Credits:
Titles: Robot Friend, Monkeys, Deer Lickin, Karate Chop
Client: General Mills/Pillsbury Pizza Pops
Agency: Cossette Communications, Toronto
Creative Directors: Peter Breton, Dave Douglass
Art Director: Colin Brown
Copywriter: Tom Greco
Producer: Leanne McLellan
Production Company: Holiday Films, Toronto
Director: Scott Corbett
Executive Producer: Josefina Nadurata
Producer: Gillian Gardner
Director of Photography: Jeff Venditti
Editorial: David Baxter, Panic & Bob, Toronto
Music and Sound Design: Rocco Gagliese, Eggplant, Toronto
Visual Effects: Andrew Hobbs, Amigo, Toronto
Q&A with Holiday Films director Scott Corbett on Pizza Pops:
What was the creative brief from the agency?

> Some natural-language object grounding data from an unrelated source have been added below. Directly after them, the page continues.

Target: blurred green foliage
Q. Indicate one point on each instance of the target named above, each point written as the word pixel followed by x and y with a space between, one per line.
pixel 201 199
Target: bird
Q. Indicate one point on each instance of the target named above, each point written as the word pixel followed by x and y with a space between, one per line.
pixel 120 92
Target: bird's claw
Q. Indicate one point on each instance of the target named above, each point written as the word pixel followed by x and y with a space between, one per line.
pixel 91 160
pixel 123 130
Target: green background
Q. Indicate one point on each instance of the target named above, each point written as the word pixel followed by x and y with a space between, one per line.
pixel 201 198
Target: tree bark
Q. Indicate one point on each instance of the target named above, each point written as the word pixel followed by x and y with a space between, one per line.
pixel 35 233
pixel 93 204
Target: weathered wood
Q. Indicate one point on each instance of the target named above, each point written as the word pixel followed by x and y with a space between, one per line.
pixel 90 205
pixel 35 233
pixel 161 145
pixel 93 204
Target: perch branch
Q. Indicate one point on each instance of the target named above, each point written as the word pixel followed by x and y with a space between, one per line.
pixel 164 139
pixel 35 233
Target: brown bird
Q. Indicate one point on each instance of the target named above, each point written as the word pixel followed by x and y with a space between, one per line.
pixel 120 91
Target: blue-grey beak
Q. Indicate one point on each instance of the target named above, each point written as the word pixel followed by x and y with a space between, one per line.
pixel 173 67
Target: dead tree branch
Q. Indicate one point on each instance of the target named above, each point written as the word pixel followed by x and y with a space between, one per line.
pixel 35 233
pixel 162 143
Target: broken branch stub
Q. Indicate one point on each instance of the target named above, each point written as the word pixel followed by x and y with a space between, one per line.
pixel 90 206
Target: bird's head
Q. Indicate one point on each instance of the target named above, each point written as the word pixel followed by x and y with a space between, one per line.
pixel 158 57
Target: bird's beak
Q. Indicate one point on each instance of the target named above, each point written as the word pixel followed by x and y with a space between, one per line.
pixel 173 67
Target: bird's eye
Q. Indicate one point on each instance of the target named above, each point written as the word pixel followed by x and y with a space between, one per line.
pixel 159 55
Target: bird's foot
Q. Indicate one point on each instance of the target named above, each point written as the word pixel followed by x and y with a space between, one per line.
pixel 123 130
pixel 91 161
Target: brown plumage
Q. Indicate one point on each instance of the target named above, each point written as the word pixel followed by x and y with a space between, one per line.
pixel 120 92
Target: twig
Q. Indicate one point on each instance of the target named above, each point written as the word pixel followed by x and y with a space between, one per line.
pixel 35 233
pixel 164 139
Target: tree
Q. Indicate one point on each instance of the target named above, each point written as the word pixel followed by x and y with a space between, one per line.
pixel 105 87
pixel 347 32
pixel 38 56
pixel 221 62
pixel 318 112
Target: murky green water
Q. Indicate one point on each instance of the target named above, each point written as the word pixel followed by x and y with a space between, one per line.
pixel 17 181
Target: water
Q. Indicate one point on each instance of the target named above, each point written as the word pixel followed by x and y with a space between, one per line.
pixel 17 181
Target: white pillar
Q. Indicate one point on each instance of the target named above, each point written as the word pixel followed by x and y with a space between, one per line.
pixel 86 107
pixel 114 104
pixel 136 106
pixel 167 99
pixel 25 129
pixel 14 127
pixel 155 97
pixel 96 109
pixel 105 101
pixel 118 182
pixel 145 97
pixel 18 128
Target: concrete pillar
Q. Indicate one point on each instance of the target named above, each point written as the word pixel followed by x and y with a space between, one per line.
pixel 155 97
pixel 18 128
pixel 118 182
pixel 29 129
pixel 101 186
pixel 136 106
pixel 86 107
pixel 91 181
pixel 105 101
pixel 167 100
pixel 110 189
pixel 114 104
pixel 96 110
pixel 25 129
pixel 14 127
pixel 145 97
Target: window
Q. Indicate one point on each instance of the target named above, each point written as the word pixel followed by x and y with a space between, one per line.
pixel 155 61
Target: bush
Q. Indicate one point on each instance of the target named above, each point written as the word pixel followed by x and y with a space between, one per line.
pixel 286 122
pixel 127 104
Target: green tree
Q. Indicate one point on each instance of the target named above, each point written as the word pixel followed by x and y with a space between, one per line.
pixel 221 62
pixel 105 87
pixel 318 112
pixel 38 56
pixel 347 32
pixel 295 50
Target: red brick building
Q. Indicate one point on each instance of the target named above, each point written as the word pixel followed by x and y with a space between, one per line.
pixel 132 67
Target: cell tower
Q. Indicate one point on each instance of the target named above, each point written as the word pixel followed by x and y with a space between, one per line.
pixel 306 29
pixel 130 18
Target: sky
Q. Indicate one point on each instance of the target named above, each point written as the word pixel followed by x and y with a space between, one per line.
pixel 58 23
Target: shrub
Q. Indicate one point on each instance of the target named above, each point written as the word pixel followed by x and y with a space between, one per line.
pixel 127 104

These were great scripts, so the main thing was to make them as funny and memorable as they could possibly be and not screw them up in all the obvious ways they could easily be screwed up.
What did you like about this project? What attracted you to this job?
When I read the first script with a distraught boy cradling the head of a robot in his lap as it sputters its last words, I immediately called my EP and asked her what we had to do to get the job.
What did you bring to this project creatively?
Tom and Colin, the creatives on the project, are fiercely committed to doing great work, and at the same time are incredibly collaborative and open to ideas. You can't ask for more than that. I think like most of my projects it begins with a feeling or tone. I try to push everything in the direction of that. Most of the locations were pretty nondescript as boarded so that really opened it up and contributed a lot to the overall tone; most notably the trailer location for "Karate Chop" and the atomic age feel I envisioned for "Robot Friend."
Robots, little people, a monkey and exploding goo. Do you have any interesting stories to tell me about them on the shoot day? Or issues you faced during pre-production?
Designing and building the robot was fun but challenging. We wanted it to have a personality and a vintage, built-from-found-objects feel. The kind a kid might build today with a nod to that era. To see it perform and interact with our actor on the set was kinda trippy and surreal. And of course whenever you shoot with animals or robots, there's always some trepidation about whether they will do what you need them to do on the day of the shoot. Fortunately for us, they did. Although the robot did get a bit temperamental at one point.